東日本大震災トピックス6 001.jpg 先週の日曜日は仙台市若林区で農業を営むお宅(2軒)へうかがって、瓦礫や不用品の撤去と畳あげなどの手伝いをしてきました。比較的津波の被害が少ないとはいってもそのお宅は床上1メートル程度浸水し、海岸線の松の木が窓を破って部屋の中に散乱していて足の踏み場もないほどでした。また、水田の土が押し流されたので粘土質の重たい泥が畳に付着し、一人では担げないほど重く作業はかなりハードなものです。あさっても同じエリアで後片付けなどを行う予定です。
 「ボランティア登録」などというと会社の許可がどうこうと面倒なので、休みの日にボランティア登録をしている友人の後に付いて(自転車で行ける距離)、指示されたことを黙々とこなしています。迷惑にならない程度に…。
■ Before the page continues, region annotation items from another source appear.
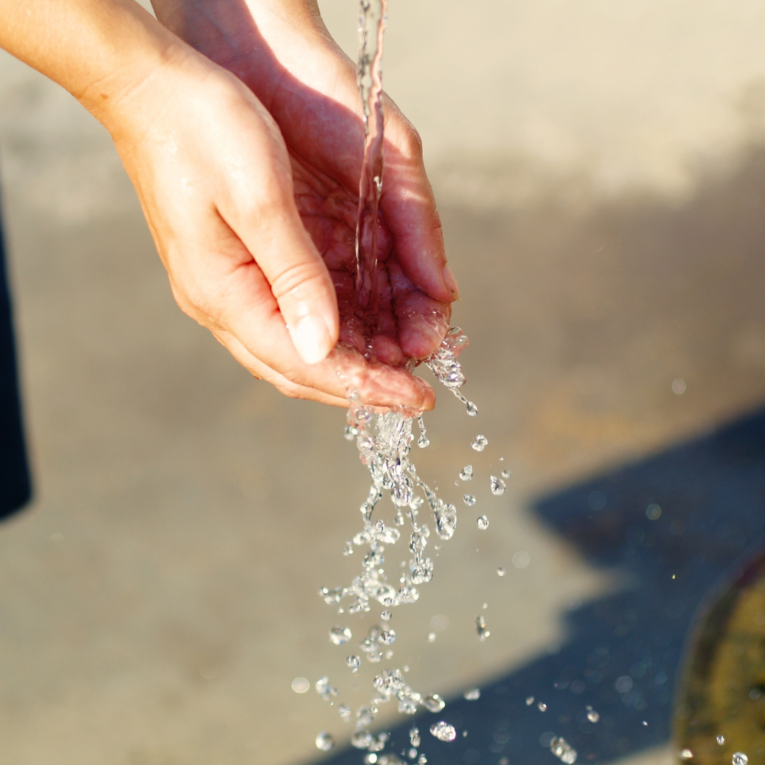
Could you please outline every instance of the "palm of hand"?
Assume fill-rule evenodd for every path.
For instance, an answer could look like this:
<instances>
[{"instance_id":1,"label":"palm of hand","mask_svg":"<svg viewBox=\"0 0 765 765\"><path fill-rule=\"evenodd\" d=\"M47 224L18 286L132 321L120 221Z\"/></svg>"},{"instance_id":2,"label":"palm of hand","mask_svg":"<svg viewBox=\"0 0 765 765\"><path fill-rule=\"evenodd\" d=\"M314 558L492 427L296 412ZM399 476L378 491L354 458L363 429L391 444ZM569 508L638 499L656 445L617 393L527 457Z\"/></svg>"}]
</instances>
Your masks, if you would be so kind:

東日本大震災トピックス6 006.jpg その仙台市若林区は今回の震災で延べ面積の57%が津波により浸水しました。その浸水したエリアのほとんどが農地(水田)で、農業を営んでいる住民もその多くが高齢者です。昼の休憩の時は、避難所から持ってきたしわくちゃの新聞を広げながら「しゃねぇな。前に進むしかねぇんだ」といって、スコップを握る。そう、立ち止まってはいられません。前へ、前へ進むしかないのです。
▽仙台・若林57%浸水 津波、内陸に最大4キロ(河北新報 3月29日付)
http://bit.ly/fH9hAW


*  *  *
東日本大震災トピックス6 010.jpg 先日、神戸新聞・DS労組の仲間が見舞いに駆けつけてくれました(河北新報労組へ訪問)。16年前の阪神淡路大震災で体験されたことと照らし合わせて、ツイッターなどのソーシャルメディアを活用して新聞社が積極的に情報発信できる優位性などについて意見交換をしました。同労組の長沼委員長は「16年前は新聞産業も販売、広告ともに上昇基調という後押しもあって、神戸新聞は経営的回復も比較的早かったのだろうと思う。しかし、いまは…正直厳しいと思う」。また、「震災で家を失い仮設住宅で暮らすお年寄りなどが孤独死をするという社会現象が起きた。被災者の心のケアも重要。人と人とをつなぐ、いろいろな場を提供することも新聞の役割だ」と語ってくれました。
 長沼委員長どうもありがとう!


 河北新報の紙面には阪神淡路大震災を経験された神戸市民からの応援メッセージが日々掲載されています。3月26日付の一部を引用します。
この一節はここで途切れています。